Portanto, que todas as honras sejam prestadas aos Enderbies, cuja casa, creio, existe até o presente dia apesar de, sem dúvida, há tempos o Samuel original já ter baixado aos grandes Mares do Sul do outro mundo.
O navio batizado em sua homenagem era digno da honra, sendo embarcação muito rápida e nobre, em todos os sentidos. Eu a visitei uma vez à meia-noite, em algum ponto da costa da Patagônia, e bebi um ótimo rum em seu castelo de proa. Foi uma magnífica visita entre caçadores de baleias, e todos os homens a bordo eram ótimos.
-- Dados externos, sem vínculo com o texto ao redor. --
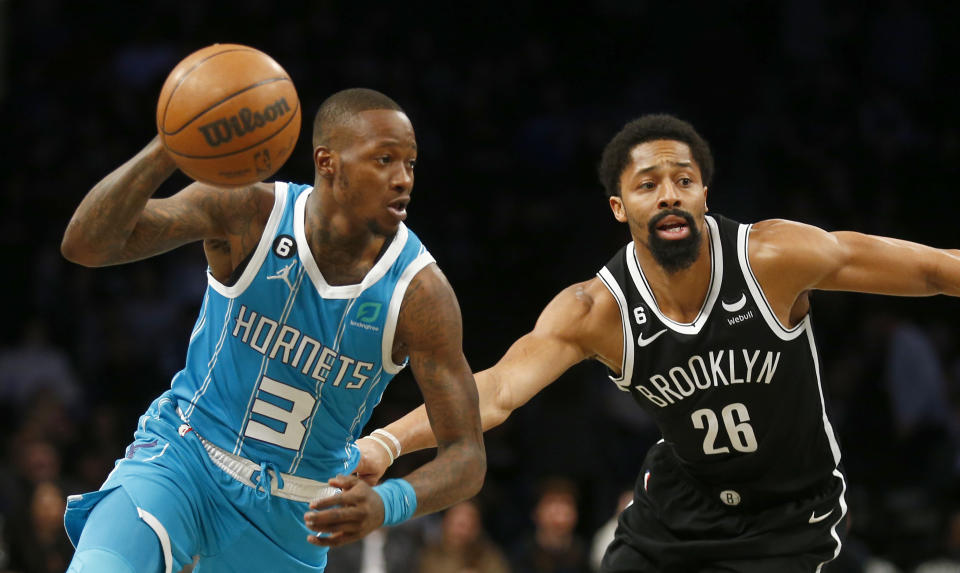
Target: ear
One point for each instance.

Desejo-lhes vida curta é morte alegre. Muito, muito após Ahab ter colocado seu calcanhar de marfim nas tábuas daquele convés, essa excelente visita me impressionou pela nobre e sólida hospitalidade saxônica daquele navio, e que meu pároco me esqueça e o demônio se lembre de mim se eu um dia eu olvidar esse fato. Rum? Falei que bebemos rum? Sim, e viramos copos dessa bebida a uma taxa de dez galões por hora, e quando chegou o vendaval (pois as costas da Patagônia são muito tempestuosas) e todos os homens – inclusive os visitantes – foram chamados para rizar as velas da mezena, estávamos tão pesados que precisamos auxiliar um ao outro para chegar ao topo da bolina e, sem notar, dobramos as abas de nossos casacos junto com as velas e ficamos firmemente presos, pendurados em meio à borrasca furiosa, um exemplo para todos os marinheiros bêbados. Entretanto, os mastros não se partiram e descemos pouco a pouco, tão sóbrios que tivemos que passar novamente pelo rum, apesar da selvagem rajada de água salgada que caía da vigia do castelo de proa tê-lo diluído e salgado demais para o meu gosto.
A carne estava ótima – dura, mas encorpada. Alguns disseram que era carne de boi, outros afirmaram que era de dromedário, mas não sei ao certo de que carne se tratava. Também havia bolinhos, pequenos mas substanciais, simetricamente globulares e indestrutíveis. Imaginei que depois de engolidos seria possível senti-los e fazê-los rolar de um lado para outro. Se nos inclinássemos demais, arriscaríamos a confundi-los com bolas de bilhar. O pão – o pão era inevitável e além de tudo, antiescorbútico. Em resumo, o pão era a única comida fresca que possuíam. Mas o castelo de proa não era muito claro e foi fácil encontrar um canto escuro para comê-lo. Porém, no todo, avaliando-o de uma ponta até a outra e considerando as dimensões das panelas do cozinheiro, incluindo seus próprios caldeirões de pergaminho vivo, o Samuel Enderby era um navio magnífico da proa até a popa, com comida boa e farta, rum excelente e forte, e ótimos companheiros – dos saltos de suas botas até a fita de seus gorros.